A Shovel Will Only Get You So Deep

Published: 2024-07-25

An argument that the current CHASM architecture is fundamentally broken


A note before I get into this: this post is not meant to be an argument about the worth of CHASM or the achieveability of its goals. The primary focus of this post is that if you are attempting to fulfil its goals of advanced, compatible, and pure transformations, then the current architecture for quilt's CHASM implementation is a dead end.

The existing architecture

The current existing architecture for CHASM is a 2 pass system, where transformers first "lock" some section of the target, and then apply their transformations to that locked section. This is done repeatedly in a loop, creating a cyclic system that continues until all transformations are resolved. The locking stage is done with a system of filters and selectors to allow transformers to whittle down their selection to the exact area they intend to modify, the solver then checks for resolvable locks and permits them to transform. In the case that incompatible locks are found, the system instead fails.

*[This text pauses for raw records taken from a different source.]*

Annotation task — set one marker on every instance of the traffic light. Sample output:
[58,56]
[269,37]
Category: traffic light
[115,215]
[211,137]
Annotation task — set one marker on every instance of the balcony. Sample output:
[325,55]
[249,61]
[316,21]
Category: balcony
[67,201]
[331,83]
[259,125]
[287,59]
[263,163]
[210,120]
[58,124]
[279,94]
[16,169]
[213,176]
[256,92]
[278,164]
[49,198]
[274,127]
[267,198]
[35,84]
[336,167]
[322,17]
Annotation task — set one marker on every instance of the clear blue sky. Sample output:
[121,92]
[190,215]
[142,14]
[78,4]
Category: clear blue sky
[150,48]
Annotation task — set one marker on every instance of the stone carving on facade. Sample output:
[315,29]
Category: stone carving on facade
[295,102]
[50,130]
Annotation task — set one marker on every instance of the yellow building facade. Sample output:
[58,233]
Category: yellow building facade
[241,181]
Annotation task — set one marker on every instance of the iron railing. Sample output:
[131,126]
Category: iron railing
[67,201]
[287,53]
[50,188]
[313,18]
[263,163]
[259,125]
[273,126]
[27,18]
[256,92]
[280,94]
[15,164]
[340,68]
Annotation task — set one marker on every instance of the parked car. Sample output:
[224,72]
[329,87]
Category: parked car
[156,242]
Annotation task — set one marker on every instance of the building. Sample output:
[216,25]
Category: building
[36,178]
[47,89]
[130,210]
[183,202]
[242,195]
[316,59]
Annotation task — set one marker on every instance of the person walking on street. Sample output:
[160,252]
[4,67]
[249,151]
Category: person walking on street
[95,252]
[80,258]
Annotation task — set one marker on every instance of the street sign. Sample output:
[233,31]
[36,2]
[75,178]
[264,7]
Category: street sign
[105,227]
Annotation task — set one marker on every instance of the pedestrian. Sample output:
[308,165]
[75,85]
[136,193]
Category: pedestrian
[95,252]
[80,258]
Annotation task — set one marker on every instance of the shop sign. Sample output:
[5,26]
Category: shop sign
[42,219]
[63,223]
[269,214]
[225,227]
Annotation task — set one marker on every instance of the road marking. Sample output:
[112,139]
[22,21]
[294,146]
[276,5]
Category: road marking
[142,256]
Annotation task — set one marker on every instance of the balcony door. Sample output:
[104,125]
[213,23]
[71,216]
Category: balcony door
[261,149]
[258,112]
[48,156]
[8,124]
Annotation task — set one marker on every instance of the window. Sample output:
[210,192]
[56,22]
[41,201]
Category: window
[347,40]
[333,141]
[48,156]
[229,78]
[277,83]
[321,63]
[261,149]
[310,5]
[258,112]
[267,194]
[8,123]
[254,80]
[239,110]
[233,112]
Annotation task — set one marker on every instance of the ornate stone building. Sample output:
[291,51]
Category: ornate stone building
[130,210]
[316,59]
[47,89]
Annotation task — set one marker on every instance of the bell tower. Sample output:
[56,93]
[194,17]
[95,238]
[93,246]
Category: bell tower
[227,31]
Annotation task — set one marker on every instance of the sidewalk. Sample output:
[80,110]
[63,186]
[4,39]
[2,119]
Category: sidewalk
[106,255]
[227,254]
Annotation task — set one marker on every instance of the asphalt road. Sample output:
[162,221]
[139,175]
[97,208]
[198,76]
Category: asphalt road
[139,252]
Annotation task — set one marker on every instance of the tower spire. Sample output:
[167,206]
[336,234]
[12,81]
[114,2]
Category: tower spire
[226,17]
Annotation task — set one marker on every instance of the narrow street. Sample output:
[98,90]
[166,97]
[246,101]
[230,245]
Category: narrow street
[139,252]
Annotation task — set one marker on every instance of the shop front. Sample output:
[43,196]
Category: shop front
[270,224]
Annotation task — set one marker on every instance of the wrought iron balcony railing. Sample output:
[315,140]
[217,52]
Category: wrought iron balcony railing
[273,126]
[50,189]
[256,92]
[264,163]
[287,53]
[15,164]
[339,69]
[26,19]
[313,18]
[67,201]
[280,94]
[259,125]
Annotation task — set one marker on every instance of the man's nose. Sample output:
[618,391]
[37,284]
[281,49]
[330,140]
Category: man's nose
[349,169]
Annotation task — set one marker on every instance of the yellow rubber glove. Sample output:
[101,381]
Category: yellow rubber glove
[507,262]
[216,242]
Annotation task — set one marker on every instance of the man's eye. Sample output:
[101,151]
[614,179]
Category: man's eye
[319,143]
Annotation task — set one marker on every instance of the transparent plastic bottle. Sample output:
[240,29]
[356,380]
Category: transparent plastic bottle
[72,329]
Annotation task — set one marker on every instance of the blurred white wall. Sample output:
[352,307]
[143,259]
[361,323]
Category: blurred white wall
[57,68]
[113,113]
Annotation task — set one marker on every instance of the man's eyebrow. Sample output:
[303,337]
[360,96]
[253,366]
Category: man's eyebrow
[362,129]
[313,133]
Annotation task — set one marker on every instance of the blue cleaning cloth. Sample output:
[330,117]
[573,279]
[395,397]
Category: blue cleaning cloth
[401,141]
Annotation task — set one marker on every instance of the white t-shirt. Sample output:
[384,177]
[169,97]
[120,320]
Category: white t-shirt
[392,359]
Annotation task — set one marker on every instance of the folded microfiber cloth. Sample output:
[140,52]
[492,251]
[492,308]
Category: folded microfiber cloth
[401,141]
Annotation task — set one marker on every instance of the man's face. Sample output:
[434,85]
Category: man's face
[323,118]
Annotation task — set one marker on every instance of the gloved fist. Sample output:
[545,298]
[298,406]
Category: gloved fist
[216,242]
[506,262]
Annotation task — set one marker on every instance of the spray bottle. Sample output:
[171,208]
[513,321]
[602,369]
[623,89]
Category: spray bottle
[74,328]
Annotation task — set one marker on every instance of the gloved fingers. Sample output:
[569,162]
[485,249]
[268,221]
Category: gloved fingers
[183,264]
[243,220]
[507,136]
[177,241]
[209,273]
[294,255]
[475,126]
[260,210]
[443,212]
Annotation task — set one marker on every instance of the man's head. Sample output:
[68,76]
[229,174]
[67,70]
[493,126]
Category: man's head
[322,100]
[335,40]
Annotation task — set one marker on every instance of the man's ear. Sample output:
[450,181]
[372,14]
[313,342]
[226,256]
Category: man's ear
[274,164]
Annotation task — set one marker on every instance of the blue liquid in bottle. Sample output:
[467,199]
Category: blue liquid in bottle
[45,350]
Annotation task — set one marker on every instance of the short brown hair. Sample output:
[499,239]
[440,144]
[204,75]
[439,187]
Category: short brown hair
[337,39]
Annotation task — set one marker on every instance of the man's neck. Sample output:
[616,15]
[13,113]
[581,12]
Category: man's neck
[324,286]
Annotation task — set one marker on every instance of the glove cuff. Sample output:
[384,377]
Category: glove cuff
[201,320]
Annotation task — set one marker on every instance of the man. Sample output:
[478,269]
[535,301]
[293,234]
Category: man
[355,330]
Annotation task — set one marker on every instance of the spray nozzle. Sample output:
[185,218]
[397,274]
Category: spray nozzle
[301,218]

As stated in the README for the project, this is intended to allow multiple users to transform the same code, however the current architecture fails at this, and seems to have been designed without a thorough exploration of how and why transformation compatibility fails. These issues are fundamental to the 2 pass locking system, and, I believe, makes the system a improper one to achieve its goals.

Intent, Intent, Intent

I believe one of the biggest mistakes made while developing CHASM was failing to consider how the "intent" of any transformation should be handled. Locking allows transformers to express an intent of modifying an area, but that is the total extent of what can be expressed or analyzed. Mixin, instead, is largely successful at handling collision by nature of having high level, static transformations. Using pre-defined components limits expression, but in return allows for sound and powerful resolution. By requiring a transformer to express its intent in a set of pre-filled boxes, it successfully implements the majority of resolution strategies.

The problem with locking, thus, is that it fails to represent what a transformer actually does. By only having lock data available to the solver, it can only resolve conflicts based on lock data. This becomes a notable issue in several cases that could otherwise be handled appropriately.

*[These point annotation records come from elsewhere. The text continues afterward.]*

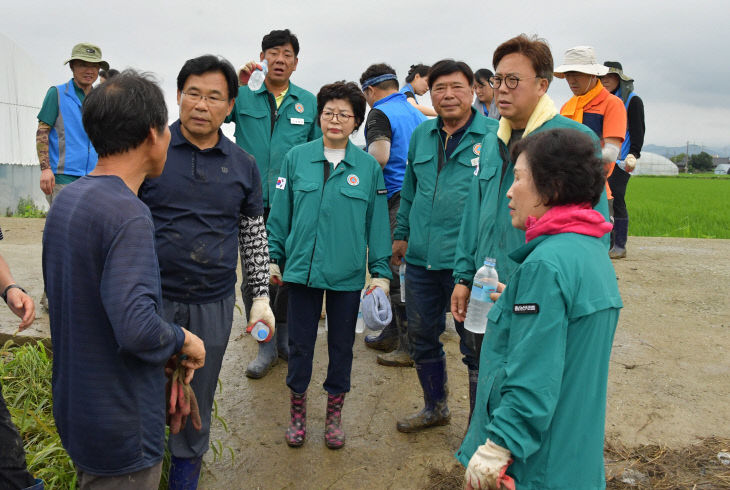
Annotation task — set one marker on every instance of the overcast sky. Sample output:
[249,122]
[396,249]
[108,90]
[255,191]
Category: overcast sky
[676,51]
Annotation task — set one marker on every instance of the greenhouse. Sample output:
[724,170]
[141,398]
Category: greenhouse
[21,95]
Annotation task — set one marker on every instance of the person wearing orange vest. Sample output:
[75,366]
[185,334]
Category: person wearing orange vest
[593,105]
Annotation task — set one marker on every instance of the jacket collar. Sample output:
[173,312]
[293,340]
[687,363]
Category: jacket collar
[350,151]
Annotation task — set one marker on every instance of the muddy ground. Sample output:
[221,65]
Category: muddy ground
[669,380]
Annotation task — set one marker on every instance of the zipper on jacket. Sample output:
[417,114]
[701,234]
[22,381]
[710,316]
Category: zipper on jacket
[325,178]
[274,110]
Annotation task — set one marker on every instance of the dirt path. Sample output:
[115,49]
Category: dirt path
[668,382]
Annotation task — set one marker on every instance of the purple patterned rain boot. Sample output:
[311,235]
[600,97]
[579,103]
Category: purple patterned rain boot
[334,436]
[297,431]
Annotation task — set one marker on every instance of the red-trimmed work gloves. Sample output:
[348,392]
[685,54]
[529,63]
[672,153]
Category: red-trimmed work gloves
[487,468]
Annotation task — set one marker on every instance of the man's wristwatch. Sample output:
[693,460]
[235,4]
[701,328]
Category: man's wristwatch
[5,292]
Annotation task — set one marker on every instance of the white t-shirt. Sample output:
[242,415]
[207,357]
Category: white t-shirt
[334,156]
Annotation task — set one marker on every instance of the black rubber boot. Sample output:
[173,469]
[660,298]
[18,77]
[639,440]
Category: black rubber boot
[432,375]
[400,357]
[385,340]
[282,340]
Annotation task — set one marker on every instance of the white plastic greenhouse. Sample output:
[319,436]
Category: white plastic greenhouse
[21,93]
[654,164]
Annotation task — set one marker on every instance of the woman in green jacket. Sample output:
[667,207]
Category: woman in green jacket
[328,221]
[540,408]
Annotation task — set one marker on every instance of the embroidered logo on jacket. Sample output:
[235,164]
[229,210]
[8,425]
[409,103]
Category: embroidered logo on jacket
[526,309]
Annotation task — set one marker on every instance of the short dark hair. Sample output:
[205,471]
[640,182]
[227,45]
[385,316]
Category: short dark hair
[209,63]
[376,70]
[534,48]
[447,67]
[118,114]
[348,91]
[107,74]
[564,166]
[279,38]
[482,75]
[418,69]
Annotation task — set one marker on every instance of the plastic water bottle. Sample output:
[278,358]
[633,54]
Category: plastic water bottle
[402,278]
[360,325]
[485,283]
[258,76]
[261,332]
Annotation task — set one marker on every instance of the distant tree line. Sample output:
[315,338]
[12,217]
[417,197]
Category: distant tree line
[699,162]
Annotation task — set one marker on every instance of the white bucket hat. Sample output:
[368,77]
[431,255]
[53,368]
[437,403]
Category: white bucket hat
[581,59]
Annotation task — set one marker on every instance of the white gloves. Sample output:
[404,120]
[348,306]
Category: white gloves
[261,311]
[275,274]
[609,153]
[382,283]
[630,162]
[486,468]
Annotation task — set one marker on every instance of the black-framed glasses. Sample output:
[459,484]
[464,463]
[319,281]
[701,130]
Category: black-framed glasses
[211,99]
[510,80]
[340,116]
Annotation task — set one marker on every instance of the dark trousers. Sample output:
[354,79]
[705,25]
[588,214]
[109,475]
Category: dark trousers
[13,472]
[212,323]
[305,307]
[146,479]
[428,300]
[618,181]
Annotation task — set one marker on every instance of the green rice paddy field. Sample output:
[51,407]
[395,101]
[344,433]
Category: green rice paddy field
[689,206]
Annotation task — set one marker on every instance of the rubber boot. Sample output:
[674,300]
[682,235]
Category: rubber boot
[184,473]
[265,360]
[282,340]
[297,431]
[432,375]
[400,356]
[334,436]
[621,231]
[385,340]
[473,383]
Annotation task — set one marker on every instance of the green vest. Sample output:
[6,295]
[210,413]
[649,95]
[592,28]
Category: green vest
[324,233]
[431,202]
[268,133]
[544,364]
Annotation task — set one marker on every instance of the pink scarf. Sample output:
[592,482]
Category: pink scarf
[571,218]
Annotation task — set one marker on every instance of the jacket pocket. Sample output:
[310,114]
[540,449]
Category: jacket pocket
[487,173]
[254,113]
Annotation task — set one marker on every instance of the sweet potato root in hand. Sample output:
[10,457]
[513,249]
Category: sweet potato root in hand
[182,402]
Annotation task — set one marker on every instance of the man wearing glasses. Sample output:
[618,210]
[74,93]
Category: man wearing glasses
[269,122]
[524,70]
[208,195]
[442,161]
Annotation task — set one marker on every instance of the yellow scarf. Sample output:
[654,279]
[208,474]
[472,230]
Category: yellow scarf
[573,109]
[543,112]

I failed the MSR test and all I got was this T-Shirt

One of the most obvious cases of this approach failing is transformation duplication. If 2 different mods copy the same transformation, how should resolution be handled? In this case the transformations are entirely identical, both transformer A and transformer B simply, say, changing a number to the same value.

Its quite obvious to us that they should both "apply" or de-duplicate in some manner, but the solver only has information on their locks. As far as CHASM can be concerned here, these are 2 transformations that want to lock the exact same section and have no explicit ordering. The only real options besides changing architecture in this case are:The first 2 are obviously non-viable, (failing the transformation means losing inter-transformer compatibility, and forking would massively increase the compute cost for miniscule benefit) but the ordering proposal is a bit more subtle.

Too fast, too soon

Artificial ordering seems like an alright solution at first, its possible to implement in a pure manner, and would allow for forcing one of the transformers to apply, but the conflict detection is the main issue. To properly implement this, CHASM would need to implement another, completely unique collision detector inside its existing collision detector.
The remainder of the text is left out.